I'm building a system that consists of many clients connecting to a server. The clients automatically push data to the server via a web service call. I've built an authentication mechanism in order for the clients to authenticate with the server so only authenticated clients can upload data. The problem is that I've hardcoded the password into the client code and it is accessible if someone uses a reflector. In this scenario, where I have no user input, what would be the best way to store the static password on the client? Thanks (.Net version on the client is 2.0 and the .net version on the server is 3.5)
You have a number of methods that you can use, but one of the easiest to implement would be to encrypt the password and then just store it in the app.config for the application that gets deployed to the user.
Have you looked at http://msdn.microsoft.com/en-us/library/system.security.cryptography.protecteddata.aspx?
Also, are your webservices WCF? If so, you could use mutual certificate security. It is much more robust than a password.
HTH
I would consider getting a good obfuscator for your code, for one thing. That will prevent (or at least deter) people from using reflector on your assemblies.

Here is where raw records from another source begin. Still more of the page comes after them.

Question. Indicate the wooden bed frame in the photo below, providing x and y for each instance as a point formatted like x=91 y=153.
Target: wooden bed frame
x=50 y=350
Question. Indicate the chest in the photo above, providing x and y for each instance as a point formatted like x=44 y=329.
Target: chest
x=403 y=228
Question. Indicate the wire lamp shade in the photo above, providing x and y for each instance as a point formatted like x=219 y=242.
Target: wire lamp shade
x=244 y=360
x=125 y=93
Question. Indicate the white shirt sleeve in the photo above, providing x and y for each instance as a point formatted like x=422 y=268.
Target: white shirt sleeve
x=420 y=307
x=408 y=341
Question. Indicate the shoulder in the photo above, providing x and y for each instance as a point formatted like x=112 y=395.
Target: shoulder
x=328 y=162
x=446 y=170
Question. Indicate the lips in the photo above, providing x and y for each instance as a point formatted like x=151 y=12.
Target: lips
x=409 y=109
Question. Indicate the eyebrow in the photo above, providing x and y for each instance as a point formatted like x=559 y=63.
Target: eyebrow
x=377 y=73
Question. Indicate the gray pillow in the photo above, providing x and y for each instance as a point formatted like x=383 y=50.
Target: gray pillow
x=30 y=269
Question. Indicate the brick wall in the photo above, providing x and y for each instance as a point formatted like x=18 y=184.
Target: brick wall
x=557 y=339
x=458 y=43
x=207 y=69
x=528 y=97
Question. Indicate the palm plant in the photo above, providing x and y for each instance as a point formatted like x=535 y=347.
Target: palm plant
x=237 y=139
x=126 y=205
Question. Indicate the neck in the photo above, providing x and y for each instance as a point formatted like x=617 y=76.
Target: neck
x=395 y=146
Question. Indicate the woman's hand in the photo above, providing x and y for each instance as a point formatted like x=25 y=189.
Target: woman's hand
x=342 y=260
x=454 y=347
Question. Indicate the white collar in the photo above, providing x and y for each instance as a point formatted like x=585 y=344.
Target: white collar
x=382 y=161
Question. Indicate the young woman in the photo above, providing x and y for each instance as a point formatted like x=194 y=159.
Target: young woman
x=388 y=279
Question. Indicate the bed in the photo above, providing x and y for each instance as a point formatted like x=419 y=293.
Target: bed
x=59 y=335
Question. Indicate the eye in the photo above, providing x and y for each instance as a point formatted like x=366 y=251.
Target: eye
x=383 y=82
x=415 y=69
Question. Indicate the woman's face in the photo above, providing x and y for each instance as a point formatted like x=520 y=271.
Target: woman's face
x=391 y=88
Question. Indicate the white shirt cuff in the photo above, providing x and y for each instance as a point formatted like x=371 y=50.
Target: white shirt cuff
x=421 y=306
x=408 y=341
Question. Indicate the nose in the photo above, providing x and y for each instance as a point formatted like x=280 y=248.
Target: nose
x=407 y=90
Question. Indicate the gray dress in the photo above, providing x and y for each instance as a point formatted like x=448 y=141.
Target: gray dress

However, your authentication system doesn't sound too secure. Even if you did encrypt the password, if the password is always the same, it would be as easy as sniffing packets to figure out what needed to be sent to your server to authenticate. Because it would have to be decrypted before it was sent.
You'd have to go over an SSL at the very least.
Also you might want to look into using Asynchronous Encryption with Signed XML using a Machine Hash if you're installing this in some public client's environment. Something like a Licensing Scheme.
I don't know anything about your architecture or the environment you're running in, so I can't make any recommendation as to what would be the best security implementation, but I can tell you the current setup doesn't sound secure to me.
"I've built an authentication mechanism in order for the clients to authenticate with the server so only authenticated clients can upload data."
How are they authenticated to become "authenticated clients"?
Can someone just copy your application to their home computer and now they are an authenticated client?
This seems like a huge security oversight if you're trying to decide who can upload based on a value in your assembly.
If you can do IP based validation, if you want to avoid passwords and login mechanisms.